I began my career in 2005 when I took a job as a transcriptionist at a doctor’s office. I learned quickly how to be an accurate and detail-oriented stenographer. Since then, technology has changed how transcriptionists operate. To keep up with the changes, I earned a stenographer certificate in 2017. At the time, I left the doctor’s office and began a freelancing business. As a successful business owner, I am focused on assuring quality and am a reliable freelancer to my transcription clients in industries like medical, news media and law.

I’ve built a career in transcription and stenography that spans more than a decade, but possibly my most unique and compelling qualification for this role is I’ve worked independently as a stenographer for attorneys and legal professionals over the past three years. Additionally, my experience as a medical transcriptionist means that I understand confidentiality and the important role it plays in business.

In closing, I am submitting my resume for the court reporter position at Zipco Inc. because my long career in stenography speaks for itself. My recent work with attorneys has taught me important aspects of legal transcription and being a medical transcriptionist helped me develop discretion for client affairs. I look forward to hearing from you soon, or I will follow up in two days.

All the best,
Marta Singer

Email cover letter example

*Subject: Court Reporter – Marta Singer*

Greeting Stewart Zippe,

How do I know I’m a good fit for Zipco Inc.’s open court reporter position?

It might be because I’ve been a transcriptionist for 14 years, or maybe it’s because I can type 82 words per minute? Either way, I’m excited to learn more about the opportunity with Zipco Inc.

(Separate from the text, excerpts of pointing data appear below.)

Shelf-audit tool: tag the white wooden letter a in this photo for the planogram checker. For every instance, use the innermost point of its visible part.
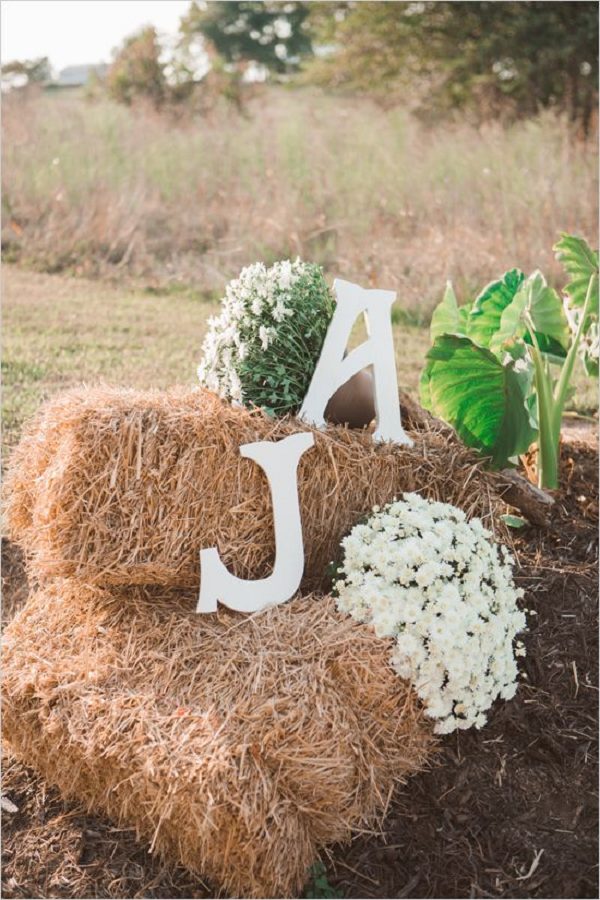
(280, 463)
(333, 370)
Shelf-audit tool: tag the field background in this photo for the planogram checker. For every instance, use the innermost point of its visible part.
(121, 228)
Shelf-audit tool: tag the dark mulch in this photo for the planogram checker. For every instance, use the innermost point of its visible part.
(510, 811)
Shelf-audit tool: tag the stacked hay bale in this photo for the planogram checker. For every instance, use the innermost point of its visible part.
(236, 745)
(120, 487)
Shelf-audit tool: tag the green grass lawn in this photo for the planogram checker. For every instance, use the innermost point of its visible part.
(60, 331)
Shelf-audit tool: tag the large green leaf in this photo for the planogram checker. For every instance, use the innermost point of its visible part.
(484, 400)
(484, 318)
(448, 317)
(580, 262)
(537, 305)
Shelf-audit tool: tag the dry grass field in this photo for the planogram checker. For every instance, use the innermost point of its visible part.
(92, 188)
(120, 230)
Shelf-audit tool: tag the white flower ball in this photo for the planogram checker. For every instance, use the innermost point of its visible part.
(438, 585)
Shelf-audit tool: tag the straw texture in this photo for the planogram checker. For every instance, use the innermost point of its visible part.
(119, 487)
(236, 745)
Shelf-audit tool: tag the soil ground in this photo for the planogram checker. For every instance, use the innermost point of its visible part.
(510, 811)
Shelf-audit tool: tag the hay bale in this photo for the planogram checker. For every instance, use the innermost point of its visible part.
(235, 745)
(119, 487)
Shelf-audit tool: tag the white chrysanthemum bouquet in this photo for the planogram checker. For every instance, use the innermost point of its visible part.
(263, 348)
(419, 572)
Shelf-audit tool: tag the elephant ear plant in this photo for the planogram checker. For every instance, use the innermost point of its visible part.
(499, 369)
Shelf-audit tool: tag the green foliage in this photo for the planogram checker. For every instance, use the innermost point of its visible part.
(447, 317)
(137, 72)
(483, 399)
(489, 57)
(580, 262)
(21, 73)
(536, 311)
(490, 371)
(489, 306)
(274, 35)
(318, 885)
(277, 379)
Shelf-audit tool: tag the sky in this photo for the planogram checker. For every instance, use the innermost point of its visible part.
(72, 32)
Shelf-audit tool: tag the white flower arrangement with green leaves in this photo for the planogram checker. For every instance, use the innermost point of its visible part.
(261, 351)
(418, 572)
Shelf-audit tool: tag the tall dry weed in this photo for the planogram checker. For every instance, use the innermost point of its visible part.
(98, 189)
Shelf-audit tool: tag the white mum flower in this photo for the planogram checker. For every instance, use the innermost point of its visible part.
(420, 573)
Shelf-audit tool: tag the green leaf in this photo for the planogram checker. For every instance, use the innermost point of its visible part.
(445, 318)
(514, 521)
(482, 399)
(484, 318)
(580, 262)
(540, 305)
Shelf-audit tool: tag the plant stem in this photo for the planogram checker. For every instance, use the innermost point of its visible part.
(551, 405)
(562, 384)
(547, 446)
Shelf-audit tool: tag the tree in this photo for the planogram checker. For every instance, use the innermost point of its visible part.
(22, 73)
(489, 56)
(274, 35)
(137, 71)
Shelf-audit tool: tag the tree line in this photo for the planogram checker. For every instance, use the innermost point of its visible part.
(488, 59)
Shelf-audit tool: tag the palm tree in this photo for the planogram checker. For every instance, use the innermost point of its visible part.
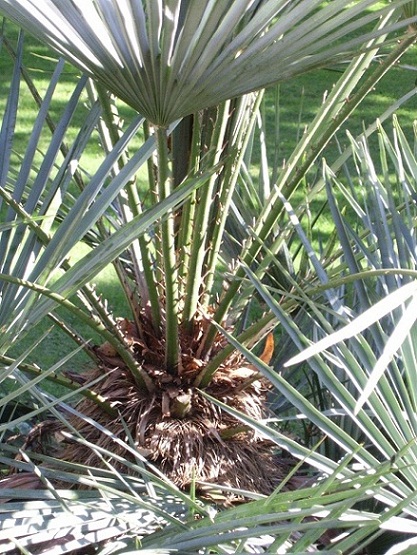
(189, 69)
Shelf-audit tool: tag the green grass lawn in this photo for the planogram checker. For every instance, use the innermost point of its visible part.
(299, 100)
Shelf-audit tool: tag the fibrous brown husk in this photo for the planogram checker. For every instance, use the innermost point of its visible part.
(175, 427)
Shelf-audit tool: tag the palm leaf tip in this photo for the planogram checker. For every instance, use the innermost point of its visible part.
(171, 59)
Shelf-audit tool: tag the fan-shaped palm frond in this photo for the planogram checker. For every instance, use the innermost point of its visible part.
(170, 59)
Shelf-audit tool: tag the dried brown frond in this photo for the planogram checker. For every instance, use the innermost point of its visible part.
(176, 428)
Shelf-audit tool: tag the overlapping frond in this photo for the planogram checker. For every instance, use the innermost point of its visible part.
(169, 59)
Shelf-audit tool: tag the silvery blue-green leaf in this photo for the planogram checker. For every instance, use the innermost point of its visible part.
(170, 59)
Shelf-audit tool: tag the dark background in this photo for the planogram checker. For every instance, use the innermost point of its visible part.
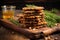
(48, 4)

I began my career in 2005when I took a job as a transcriptionist at a doctor’s office. Since then, I earned a stenographer certificate. Today, I am focused on assuring quality and am a reliable freelancer to my transcription clients in industries like medical, news media and law.

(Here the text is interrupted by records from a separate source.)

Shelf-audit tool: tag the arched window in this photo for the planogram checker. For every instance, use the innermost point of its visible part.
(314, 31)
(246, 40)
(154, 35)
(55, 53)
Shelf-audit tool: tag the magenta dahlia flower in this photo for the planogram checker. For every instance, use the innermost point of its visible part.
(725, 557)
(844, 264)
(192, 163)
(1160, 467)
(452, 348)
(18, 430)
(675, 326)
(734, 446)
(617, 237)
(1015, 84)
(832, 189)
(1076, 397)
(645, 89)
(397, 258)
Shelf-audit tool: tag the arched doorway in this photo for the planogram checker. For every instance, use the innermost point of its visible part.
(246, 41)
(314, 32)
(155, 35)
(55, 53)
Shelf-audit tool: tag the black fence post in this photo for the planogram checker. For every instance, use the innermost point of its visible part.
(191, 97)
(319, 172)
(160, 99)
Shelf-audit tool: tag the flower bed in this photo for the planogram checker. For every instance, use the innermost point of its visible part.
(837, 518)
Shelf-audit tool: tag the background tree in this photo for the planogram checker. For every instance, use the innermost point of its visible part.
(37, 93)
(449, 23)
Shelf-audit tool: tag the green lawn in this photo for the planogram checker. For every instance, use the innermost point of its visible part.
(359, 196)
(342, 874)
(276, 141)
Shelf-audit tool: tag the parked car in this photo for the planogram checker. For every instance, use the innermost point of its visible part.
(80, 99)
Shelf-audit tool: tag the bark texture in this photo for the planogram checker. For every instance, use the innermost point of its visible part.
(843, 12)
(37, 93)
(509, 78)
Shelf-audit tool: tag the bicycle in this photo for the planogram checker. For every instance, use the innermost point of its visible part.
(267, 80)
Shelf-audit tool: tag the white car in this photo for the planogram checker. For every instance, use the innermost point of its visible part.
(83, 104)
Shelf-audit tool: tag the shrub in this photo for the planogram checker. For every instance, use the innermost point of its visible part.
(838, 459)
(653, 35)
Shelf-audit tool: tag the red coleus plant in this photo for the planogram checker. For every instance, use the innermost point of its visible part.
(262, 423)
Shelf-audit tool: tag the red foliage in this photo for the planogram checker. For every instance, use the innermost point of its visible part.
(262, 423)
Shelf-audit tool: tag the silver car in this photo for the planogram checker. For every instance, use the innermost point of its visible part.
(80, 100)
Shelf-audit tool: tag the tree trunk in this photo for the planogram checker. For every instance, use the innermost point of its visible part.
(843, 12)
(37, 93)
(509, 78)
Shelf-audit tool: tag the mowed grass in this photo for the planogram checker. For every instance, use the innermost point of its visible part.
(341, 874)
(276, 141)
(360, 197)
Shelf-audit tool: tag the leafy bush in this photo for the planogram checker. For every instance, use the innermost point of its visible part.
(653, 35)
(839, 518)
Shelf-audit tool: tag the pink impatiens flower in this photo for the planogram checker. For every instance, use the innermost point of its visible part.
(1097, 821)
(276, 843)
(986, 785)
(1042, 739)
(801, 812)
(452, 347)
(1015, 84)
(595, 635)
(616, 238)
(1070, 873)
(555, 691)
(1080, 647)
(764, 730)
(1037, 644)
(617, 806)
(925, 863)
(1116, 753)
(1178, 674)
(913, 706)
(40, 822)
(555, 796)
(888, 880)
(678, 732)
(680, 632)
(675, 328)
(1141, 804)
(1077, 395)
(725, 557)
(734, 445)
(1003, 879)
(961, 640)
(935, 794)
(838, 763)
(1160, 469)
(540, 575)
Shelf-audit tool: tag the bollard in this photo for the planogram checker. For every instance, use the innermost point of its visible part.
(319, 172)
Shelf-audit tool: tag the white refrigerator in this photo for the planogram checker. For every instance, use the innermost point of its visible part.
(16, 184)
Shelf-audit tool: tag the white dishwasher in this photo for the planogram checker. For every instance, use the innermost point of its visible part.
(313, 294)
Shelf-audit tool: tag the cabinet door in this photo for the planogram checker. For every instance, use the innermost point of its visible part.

My most unique and compelling qualification for this role is having worked independently as a stenographer for attorneys and legal professionals over the past three years. Additionally, my experience as a medical transcriptionist means that I understand confidentiality and the important role it plays in business.

In closing, I am submitting my resume for the court reporter position at Zipco Inc. because my long career in stenography speaks for itself. My recent work with attorneys has taught me important aspects of legal transcription and being a medical transcriptionist helped me develop discretion for client affairs.

I look forward to hearing from you soon, or I will follow up in two days.